The N Ireland Protocol continues to be in the news. Yet it was signed nearly 2 years ago, with Boris Johnson describing it as “oven-ready“. As the House of Lords reported today:
“Addressing the implications for Northern Ireland and Ireland of UK withdrawal from the EU has been the most fraught, technically complex and politically divisive element of the entire Brexit process”.
The background is that the Protocol is part of the UK’s EU Withdrawal Act. It was agreed by the UK Parliament and endorsed in a General Election. It created a customs and regulatory border in the Irish Sea, which the UK is legally obliged to administer under supervision from EU institutions.
Effectively, this means that inspections take place at Northern Ireland ports, and customs documents have to be filled in.
Yet back in January, the UK’s N Ireland Secretary Brandon Lewis, claimed that “There is no ‘Irish Sea Border’“. And although he has since admitted that his comment “has not aged well”, the UK government last week issued a new report effectively calling for the Protocol to be renegotiated.

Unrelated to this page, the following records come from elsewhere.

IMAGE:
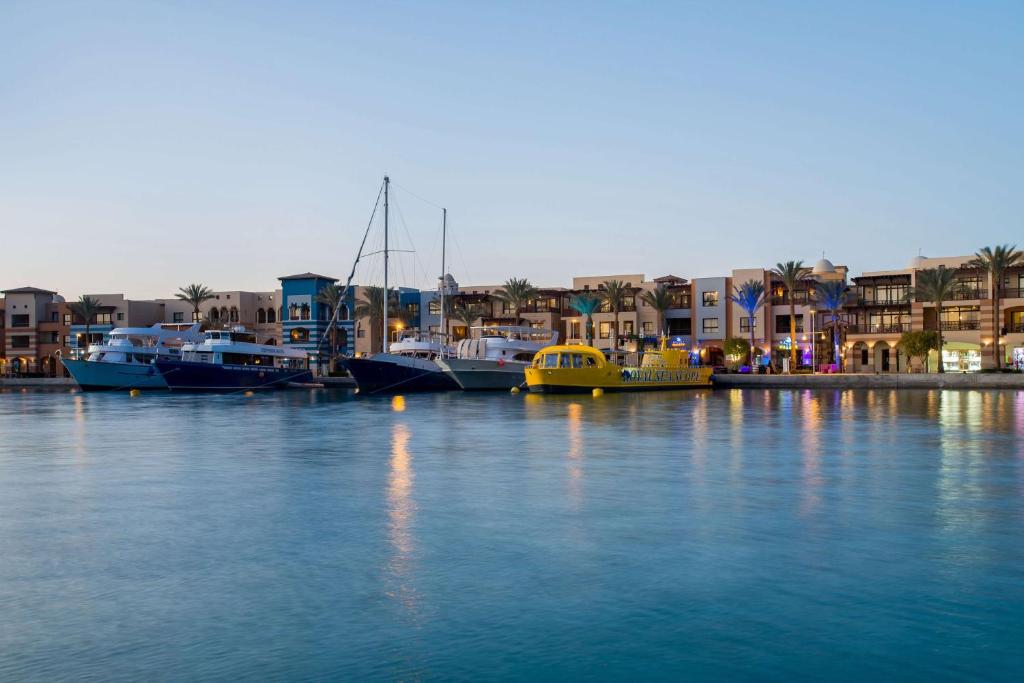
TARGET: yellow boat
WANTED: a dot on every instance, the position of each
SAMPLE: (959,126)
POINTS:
(581,369)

The issue is that the “grace period” for the detailed new rules to apply will end on 30 September. Time is therefore starting to run out for the problems to be resolved. And there appear to be only 3 likely options:
- The Protocol is renegotiated in line with the UK’s position. This is the least likely option as the EU has already confirmed that it “will not agree to a renegotiation of the Protocol“. It would also be very unusual for a major treaty to be renegotiated so quickly after signature, and would take a long time to finalise.
- The UK unilaterally invokes Article 16 to cancel key clauses. This is also an unlikely outcome as the government’s own legal advice was very clear on the likely impact of the trading arrangements before Parliament debated them. So it would be hard to argue the problems were unforeseeable.
- The UK agrees to implement the Protocol that it has signed. By default, therefore, this is the most likely outcome, although it will not be easy to achieve.
There are 2 main reasons why the UK may end up accepting this outcome:
- The first is that it needs to negotiate a wide range of new trade deals to replace those it has lost by leaving the EU. And it is very unlikely that major countries will be keen to sign such deals, if they feel they can’t trust the UK to deliver on what it has agreed
- The second is that UK is very keen to agree a major trade deal with the USA. But that depends on President Biden. And he is very proud of the Good Friday Agreement, which was brokered by the US Special Envoy to N Ireland. Putting the Agreement at risk would end trade deal hopes.
That said, there is no doubt that this would be a difficult outcome to achieve. And so it is impossible to rule out the risk that the UK may decide to implement the second option and ‘pull the plug’ on the Protocol.
In turn, of course, this would also create the risk of a wider trade war developing with the EU, as well as a highly-charged confrontation in the courts.